TFpackageText
TFpackageText copied to clipboard
mini-framework for model training and deployment
TFpackageText
Table of Contents
- Prerequisites
- Structure
-
Getting Started
- Installation
- Usage
- Model Training evaluating prediction
- Rewrite pretrained model interface
- API calls
- Swagger docs
- Data Pipeline
- Tensorflow serving
- Project Automation
- Examples
- Simple pressure test
- Contributing
- License
Prerequisites
- python >= 3.7
- tensorflow == 1.15
- fastapi == 0.75.2
Structure
.
├── Dockerfile # API service on containers
├── Jenkinsfile # Jenkins file used for automation
├── README.md
├── requirements.txt # required libraries
├── startup_api.sh # start API service
├── ..........
└── textMG # source directory
├── APIs # API codes
│ ├── api_logger # API logger
│ ├── base_models # pydantic BaseModel
│ ├── db # SQLAlchemy table definition
│ ├── html # html files
│ └── routers # API routers
│ ├── data_generator.py
│ ├── health_check.py
│ ├── tensorflow_service.py # all training/eval/pred/refer APIs
│ ├── users.py # user management APIs
│ ├── users_token.py # get secret keys db and token releated components
│ └── .....
├── configs # args config files
│ ├── config.py
│ └── config_multiGPU.py
├── datasets # for tools used for data loading&processing
│ ├── data_loader.py
│ ├── dataset.py # tools for data manipulating
│ └── generator.py # generator for data batch
├── embeddings # word2vec model embeddings
├── logs # logs file
├── models # deep learning models
├── test # testing for each components
├── tf_serving # tensorflow serving grpc and restful
├── utils # utils tools
├── main_multiGPU.py # main entrypoint for model training/eval/pred
├── api_run.py # main entrypoint for API services
├── startup.sh # another entrypoint for model training/eval/pred
└── ..........
Getting Started
Installation
$ pip install -r requirements.txt
or use it as a library
python setup.py sdist
pip install TFpackageText-0.0.1.tar.gz
Usage
from textMG import models, datasets, APIs
Model Training evaluating prediction
It is initially trained on multi-GPU environment
$ ./starup.sh -m [train|evel|pred]
or via APIs:
http://localhost:5000/api/v1/models/train
http://localhost:5000/api/v1/models/eval
http://localhost:5000/api/v1/models/pred
http://localhost:5000/api/v1/models/infer
http://localhost:5000/api/v1/models/pro_cons_infer
Rewrite pretrained model interface
original source code is trained via tf.estimater which is hard to debug and manipulate transformer models.
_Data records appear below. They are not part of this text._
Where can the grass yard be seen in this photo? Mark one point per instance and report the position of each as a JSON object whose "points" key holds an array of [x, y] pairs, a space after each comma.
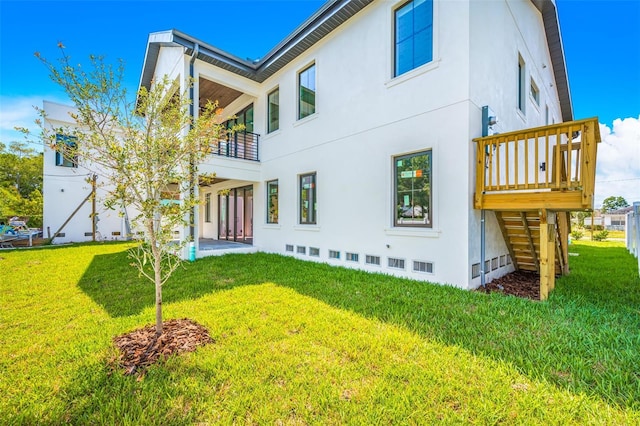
{"points": [[304, 343]]}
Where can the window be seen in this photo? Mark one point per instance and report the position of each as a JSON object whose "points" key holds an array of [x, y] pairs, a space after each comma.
{"points": [[413, 190], [272, 201], [535, 92], [308, 199], [413, 35], [420, 266], [546, 114], [395, 263], [521, 83], [372, 260], [66, 155], [273, 111], [207, 207], [307, 92], [475, 270]]}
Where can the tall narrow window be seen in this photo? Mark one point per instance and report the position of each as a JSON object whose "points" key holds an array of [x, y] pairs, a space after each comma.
{"points": [[308, 199], [546, 114], [413, 189], [307, 92], [66, 151], [207, 207], [521, 83], [535, 92], [272, 201], [413, 35], [273, 111]]}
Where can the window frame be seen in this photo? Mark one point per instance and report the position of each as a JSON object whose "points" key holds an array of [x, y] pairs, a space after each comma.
{"points": [[270, 111], [429, 27], [534, 91], [62, 159], [428, 219], [313, 218], [300, 115], [270, 218], [522, 84]]}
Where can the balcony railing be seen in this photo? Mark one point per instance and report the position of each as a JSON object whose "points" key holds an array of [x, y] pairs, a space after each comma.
{"points": [[243, 145], [551, 167]]}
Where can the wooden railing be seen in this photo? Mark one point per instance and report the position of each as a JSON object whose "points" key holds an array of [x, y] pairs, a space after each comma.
{"points": [[559, 158], [242, 145]]}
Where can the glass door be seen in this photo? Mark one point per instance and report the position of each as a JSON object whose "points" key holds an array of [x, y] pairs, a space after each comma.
{"points": [[235, 215]]}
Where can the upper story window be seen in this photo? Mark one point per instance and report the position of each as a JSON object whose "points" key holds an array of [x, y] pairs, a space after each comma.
{"points": [[272, 201], [412, 189], [207, 207], [307, 91], [66, 151], [244, 118], [273, 111], [308, 207], [413, 35]]}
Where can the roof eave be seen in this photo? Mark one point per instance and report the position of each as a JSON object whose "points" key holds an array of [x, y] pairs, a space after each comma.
{"points": [[556, 52]]}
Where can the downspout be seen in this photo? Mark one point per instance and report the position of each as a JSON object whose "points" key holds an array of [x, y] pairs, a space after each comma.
{"points": [[192, 182], [482, 253], [488, 120]]}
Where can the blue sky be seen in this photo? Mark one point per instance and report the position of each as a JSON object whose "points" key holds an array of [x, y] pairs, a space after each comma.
{"points": [[601, 41]]}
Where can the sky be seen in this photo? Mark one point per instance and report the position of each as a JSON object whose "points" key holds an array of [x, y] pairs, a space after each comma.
{"points": [[601, 40]]}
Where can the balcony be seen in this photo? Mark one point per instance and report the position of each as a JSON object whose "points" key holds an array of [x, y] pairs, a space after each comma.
{"points": [[551, 167], [531, 179], [241, 145]]}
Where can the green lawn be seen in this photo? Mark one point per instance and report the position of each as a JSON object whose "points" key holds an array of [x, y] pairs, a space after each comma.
{"points": [[304, 343]]}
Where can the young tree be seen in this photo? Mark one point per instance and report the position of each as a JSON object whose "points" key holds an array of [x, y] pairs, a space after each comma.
{"points": [[143, 148], [613, 203]]}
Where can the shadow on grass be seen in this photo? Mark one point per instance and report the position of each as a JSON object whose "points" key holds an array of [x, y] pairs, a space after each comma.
{"points": [[585, 338], [115, 285]]}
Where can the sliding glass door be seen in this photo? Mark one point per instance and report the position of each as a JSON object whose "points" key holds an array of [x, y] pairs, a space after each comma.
{"points": [[235, 215]]}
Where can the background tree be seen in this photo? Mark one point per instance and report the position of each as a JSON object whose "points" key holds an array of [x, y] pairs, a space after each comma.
{"points": [[21, 183], [613, 203], [144, 148]]}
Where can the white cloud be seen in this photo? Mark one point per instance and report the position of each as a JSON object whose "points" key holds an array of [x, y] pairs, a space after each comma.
{"points": [[18, 112], [618, 163]]}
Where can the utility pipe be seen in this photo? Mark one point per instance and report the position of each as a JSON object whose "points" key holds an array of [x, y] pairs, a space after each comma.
{"points": [[192, 183], [482, 253]]}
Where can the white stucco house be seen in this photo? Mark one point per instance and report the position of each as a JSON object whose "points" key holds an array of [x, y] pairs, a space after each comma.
{"points": [[359, 147]]}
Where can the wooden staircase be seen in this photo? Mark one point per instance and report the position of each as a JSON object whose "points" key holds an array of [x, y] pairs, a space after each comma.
{"points": [[521, 233]]}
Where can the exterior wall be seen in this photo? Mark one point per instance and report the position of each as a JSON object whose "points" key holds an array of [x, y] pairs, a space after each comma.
{"points": [[364, 117], [501, 32], [64, 188]]}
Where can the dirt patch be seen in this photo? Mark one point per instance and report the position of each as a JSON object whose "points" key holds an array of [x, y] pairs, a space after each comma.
{"points": [[142, 347], [519, 283]]}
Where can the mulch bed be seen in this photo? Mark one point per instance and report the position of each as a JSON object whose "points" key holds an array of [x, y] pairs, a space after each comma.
{"points": [[140, 348], [519, 283]]}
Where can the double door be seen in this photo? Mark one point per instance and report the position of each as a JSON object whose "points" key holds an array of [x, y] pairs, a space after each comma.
{"points": [[235, 215]]}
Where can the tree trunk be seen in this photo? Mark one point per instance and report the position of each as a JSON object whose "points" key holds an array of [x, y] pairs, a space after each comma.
{"points": [[158, 282]]}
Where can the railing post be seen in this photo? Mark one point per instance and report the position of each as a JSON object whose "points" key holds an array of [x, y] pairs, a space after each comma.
{"points": [[480, 160]]}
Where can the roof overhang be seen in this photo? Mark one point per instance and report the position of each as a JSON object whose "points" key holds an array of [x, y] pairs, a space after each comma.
{"points": [[556, 51], [329, 17]]}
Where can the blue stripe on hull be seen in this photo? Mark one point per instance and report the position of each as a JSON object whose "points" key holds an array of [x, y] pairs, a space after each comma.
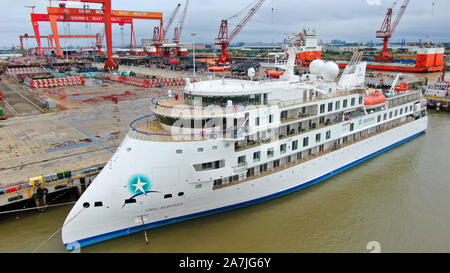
{"points": [[118, 233]]}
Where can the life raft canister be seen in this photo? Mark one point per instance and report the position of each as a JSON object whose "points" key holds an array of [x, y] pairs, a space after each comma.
{"points": [[374, 99]]}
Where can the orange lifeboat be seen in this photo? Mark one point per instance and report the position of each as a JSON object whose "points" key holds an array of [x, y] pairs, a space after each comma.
{"points": [[274, 74], [218, 68], [374, 99], [402, 87]]}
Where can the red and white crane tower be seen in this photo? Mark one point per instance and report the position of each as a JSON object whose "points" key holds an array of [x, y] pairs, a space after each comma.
{"points": [[223, 39], [387, 30], [179, 50], [179, 29]]}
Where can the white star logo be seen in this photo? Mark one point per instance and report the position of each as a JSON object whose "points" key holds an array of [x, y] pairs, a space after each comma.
{"points": [[139, 185]]}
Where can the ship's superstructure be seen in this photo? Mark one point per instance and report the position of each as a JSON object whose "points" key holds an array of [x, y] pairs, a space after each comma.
{"points": [[226, 143]]}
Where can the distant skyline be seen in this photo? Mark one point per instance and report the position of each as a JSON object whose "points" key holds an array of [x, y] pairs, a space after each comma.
{"points": [[350, 20]]}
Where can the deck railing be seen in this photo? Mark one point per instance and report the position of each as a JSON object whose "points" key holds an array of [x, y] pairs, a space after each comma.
{"points": [[147, 128]]}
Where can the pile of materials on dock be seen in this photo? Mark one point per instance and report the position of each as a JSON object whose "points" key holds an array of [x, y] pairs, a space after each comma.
{"points": [[54, 82], [385, 82]]}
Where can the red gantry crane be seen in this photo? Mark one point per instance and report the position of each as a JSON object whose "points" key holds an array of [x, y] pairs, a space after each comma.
{"points": [[36, 18], [26, 36], [105, 12], [159, 35], [387, 30], [223, 39], [179, 29]]}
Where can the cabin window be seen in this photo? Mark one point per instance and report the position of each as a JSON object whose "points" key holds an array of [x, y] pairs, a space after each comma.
{"points": [[283, 148], [305, 141], [241, 160], [322, 108], [256, 156], [294, 145], [250, 172], [276, 163], [207, 165], [263, 167], [233, 178]]}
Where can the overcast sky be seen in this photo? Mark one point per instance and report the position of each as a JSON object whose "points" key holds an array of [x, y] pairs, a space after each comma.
{"points": [[350, 20]]}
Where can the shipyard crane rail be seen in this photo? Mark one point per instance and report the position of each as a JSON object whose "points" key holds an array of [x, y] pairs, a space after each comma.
{"points": [[223, 39], [387, 29]]}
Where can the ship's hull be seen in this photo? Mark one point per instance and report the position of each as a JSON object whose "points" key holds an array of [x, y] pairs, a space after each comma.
{"points": [[118, 219], [400, 68]]}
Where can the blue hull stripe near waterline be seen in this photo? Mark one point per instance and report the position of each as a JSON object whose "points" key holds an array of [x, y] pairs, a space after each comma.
{"points": [[118, 233]]}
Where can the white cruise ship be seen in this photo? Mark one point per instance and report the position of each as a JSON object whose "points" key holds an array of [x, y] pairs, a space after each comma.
{"points": [[225, 143]]}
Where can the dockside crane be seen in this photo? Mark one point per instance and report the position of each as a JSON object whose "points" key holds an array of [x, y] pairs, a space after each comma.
{"points": [[387, 30], [159, 36], [223, 39]]}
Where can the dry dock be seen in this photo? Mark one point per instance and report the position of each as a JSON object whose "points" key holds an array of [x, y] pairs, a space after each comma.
{"points": [[80, 134]]}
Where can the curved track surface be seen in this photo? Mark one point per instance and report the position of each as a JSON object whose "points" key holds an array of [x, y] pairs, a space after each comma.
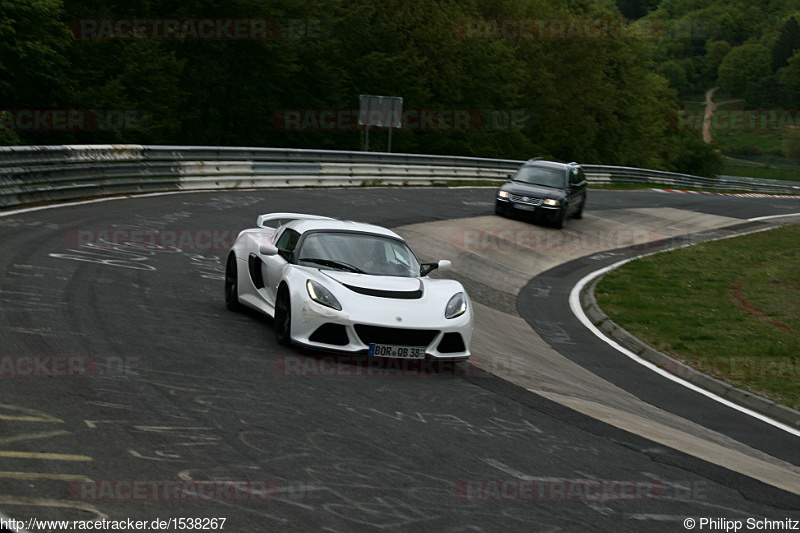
{"points": [[181, 390]]}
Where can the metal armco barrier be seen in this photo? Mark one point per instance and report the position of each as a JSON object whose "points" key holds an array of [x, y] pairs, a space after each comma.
{"points": [[30, 174]]}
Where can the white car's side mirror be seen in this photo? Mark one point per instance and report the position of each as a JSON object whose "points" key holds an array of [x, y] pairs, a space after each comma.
{"points": [[268, 249]]}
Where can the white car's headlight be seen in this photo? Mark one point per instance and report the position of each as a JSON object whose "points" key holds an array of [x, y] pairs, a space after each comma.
{"points": [[321, 295], [457, 306]]}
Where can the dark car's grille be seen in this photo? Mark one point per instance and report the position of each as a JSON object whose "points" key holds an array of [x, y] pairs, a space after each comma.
{"points": [[398, 336], [530, 200]]}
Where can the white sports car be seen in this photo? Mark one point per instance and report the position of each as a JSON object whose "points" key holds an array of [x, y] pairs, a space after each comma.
{"points": [[347, 287]]}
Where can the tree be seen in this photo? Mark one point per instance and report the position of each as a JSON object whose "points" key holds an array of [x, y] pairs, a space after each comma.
{"points": [[743, 65], [785, 45]]}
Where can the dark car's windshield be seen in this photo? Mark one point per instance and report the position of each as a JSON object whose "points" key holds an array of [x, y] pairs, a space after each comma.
{"points": [[358, 252], [546, 177]]}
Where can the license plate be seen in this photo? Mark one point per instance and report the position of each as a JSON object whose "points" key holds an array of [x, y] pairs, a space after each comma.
{"points": [[402, 352]]}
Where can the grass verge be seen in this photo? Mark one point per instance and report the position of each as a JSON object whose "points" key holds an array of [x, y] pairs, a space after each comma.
{"points": [[728, 308]]}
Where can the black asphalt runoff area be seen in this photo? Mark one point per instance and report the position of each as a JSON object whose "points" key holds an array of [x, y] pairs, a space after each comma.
{"points": [[200, 409]]}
The new interface will be able to run purely with session.
class Bert_module:
def __init__(self, *args, **kwargs):
self.bert = BertModel
self.kwargs = kwargs
def __call__(self, num_labels, max_len, hidden_size, reuse=tf.AUTO_REUSE, is_training=True, dropout=0.3, *args, **kwargs):
with tf.variable_scope('bert_classification', reuse=reuse):
output_weights = tf.get_variable(
"output_weights", [num_labels, hidden_size],
initializer=tf.truncated_normal_initializer(stddev=0.02))
set 'is_pretrained' to be True in order to use pretrained model as embeddings
parser.add_argument('--is_pretrained', type=bool, default=True)
API calls
- Start API:
$ python api_run.py
or start API in a container
$ docker build -t api_docker .
$ docker run -t -p 80:5000 -v /home/projects/TFpackageText/textMG:/home/projects --name=api_docker_service api_docker
or run api on production
$ gunicorn api_run:app --workers 2 --worker-class uvicorn.workers.UvicornWorker --bind 0.0.0.0:5000 --log-level debug
- Authentication:
generate a secret key and save it:
$ openssl rand -hex 32
generate hashed password:
$ from passlib.context import CryptContext
$ hashed_password = CryptContext(schemes=["bcrypt"], deprecated="auto").hash('admin')
create an admin user:
$ insert into users_v(id, first_name,last_name,email,hashed_password) values(1, 'admin', 'v', '[email protected]', '$hashed_password')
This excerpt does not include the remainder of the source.